Prolonged Trauma and Complex PTSD
Many mental health practitioners are trained in the treatment of single traumatic events. However, in the case of complex trauma and dissociative symptoms, clients come to therapy with an extensive history of trauma that often begins in childhood and continues into adulthood with layers of personal, relational, societal, or cultural losses. Clients arrive at the door with profoundly painful histories and well-constructed defense structures to protect themselves from the pain.
Complex PTSD and dissociative symptoms can arise as a result of repeated developmental trauma or neglect and the ongoing social stress such as bullying, discrimination, political violence, or the distress of being a refugee separated from family and country.
“A compassionate approach to treatment understands that dissociation is a learned behavior that once helped the client survive and cope with a threatening environment. Dissociation is a both a built-in physiological survival mechanism and a psychological defense structure. It helps the individual to disconnect from the reality of threatening experiences. However, over time, dissociation can become a well-maintained, dysfunctional division between the part of the self that is trying to live a “normal life” and the part of self that is holding trauma related material.”-Dr. Arielle Schwartz
Symptoms of Post-Traumatic Stress Disorder
Symptoms of post-traumatic stress disorder (PTSD) fall into three categories: re-experiencing, heightened arousal symptoms, and avoidance. Re-experiencing can occur as intrusive memories or sensations, flashbacks, or nightmares. Symptoms of heightened arousal includes anxiety, feelings of panic, and hypervigilance in which the client feels as though they must remain on guard or highly sensitized to the environment or people’s body language. Avoidance symptoms including changing behaviors to avoid exposure to external or internal reminders of the trauma.
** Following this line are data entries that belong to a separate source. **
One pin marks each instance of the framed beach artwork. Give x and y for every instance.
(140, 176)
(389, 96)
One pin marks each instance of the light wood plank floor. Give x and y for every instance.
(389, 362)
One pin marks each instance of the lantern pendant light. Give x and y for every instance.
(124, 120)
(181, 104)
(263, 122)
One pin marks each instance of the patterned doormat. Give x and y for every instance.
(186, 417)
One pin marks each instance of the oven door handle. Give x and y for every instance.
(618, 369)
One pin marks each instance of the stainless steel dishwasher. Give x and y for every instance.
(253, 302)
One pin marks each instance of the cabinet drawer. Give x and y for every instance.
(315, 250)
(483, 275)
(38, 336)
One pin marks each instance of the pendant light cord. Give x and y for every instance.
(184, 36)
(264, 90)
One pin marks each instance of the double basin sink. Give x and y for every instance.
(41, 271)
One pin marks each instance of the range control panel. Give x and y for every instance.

In order to avoid an external reminder of trauma, the client might avoid going certain places that are associated with the traumatic event. However, avoidance of internal reminders often involves behaviors that serve to suppress or detach from uncomfortable sensations, emotions, and memories.
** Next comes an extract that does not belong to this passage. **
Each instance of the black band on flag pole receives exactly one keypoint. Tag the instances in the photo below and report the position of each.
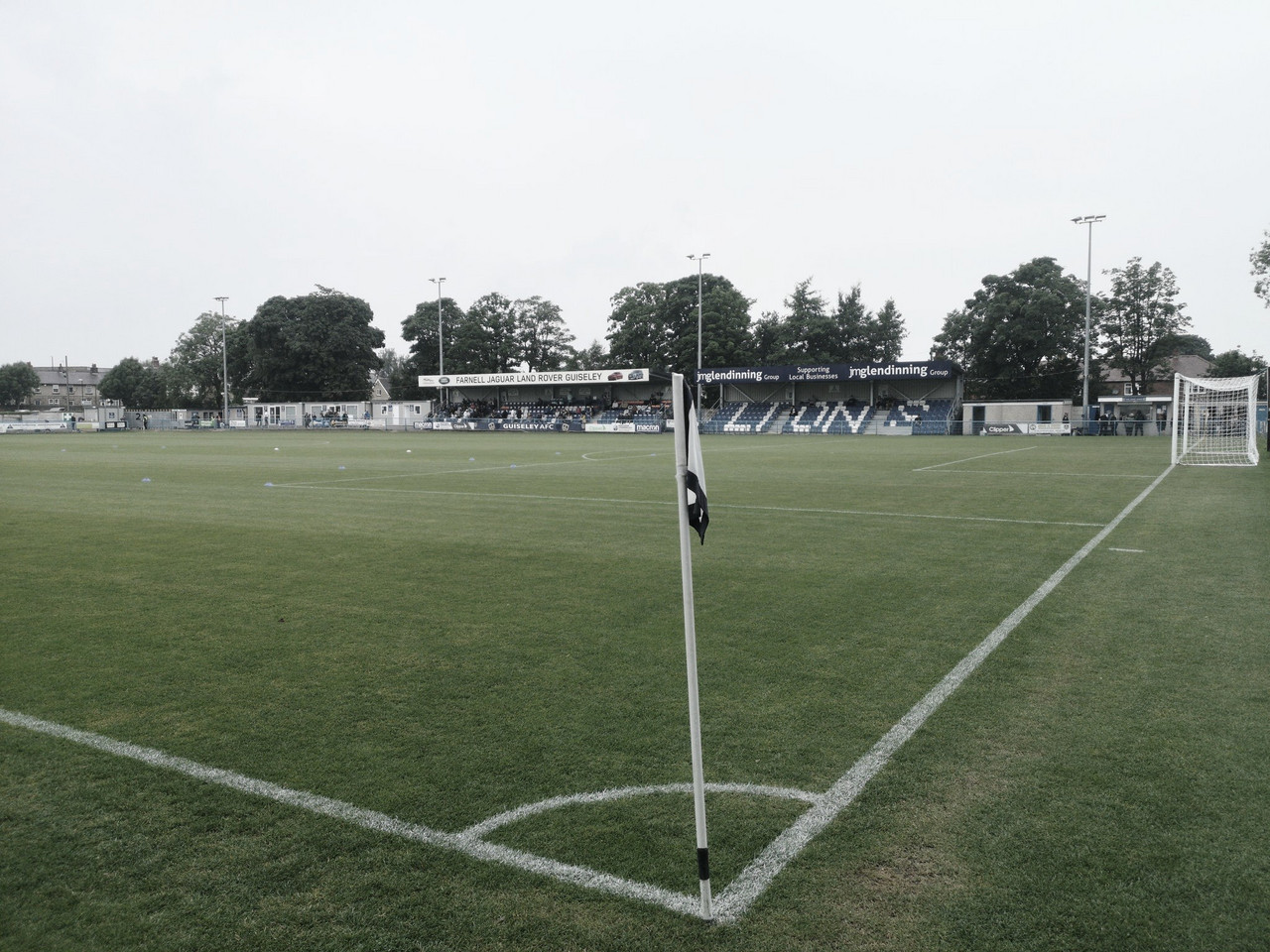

PTSD has typically been associated with hyperarousal, increased limbic arousal, decreased prefrontal lobe activity, increased sympathetic nervous system arousal, and elevated levels of cortisol in the bloodstream leading to elevated heart rate and respiration. There is also a dissociative subtype to the PTSD diagnosis that tends to occur when traumatic events are particularly severe. In contrast to the traditional PTSD diagnosis, the dissociative subtype is distinguished by hypoarousal and emotional detachment. Here, the client might describe feeling disconnected from their body, as if the body isn’t part of them, as if the world around them isn’t real, difficulty remembering details about the traumatic event, or as if they are living in a daze (that is not medication induced). These symptoms are referred to as derealization and depersonalization.
Symptoms of Complex PTSD
Complex PTSD occurs as a result of ongoing trauma that arises due to chronic neglect, abuse, exposure to domestic violence, prolonged captivity, bullying, discrimination, community or political violence, and the distress of being a refugee separated from family and country. The diagnostic criteria for Complex PTSD includes re-experiencing, avoidance, and heightened arousal symptoms as well as three additional categories of symptoms including difficulties with affect regulation, disturbances with self-organization, and interpersonal problems.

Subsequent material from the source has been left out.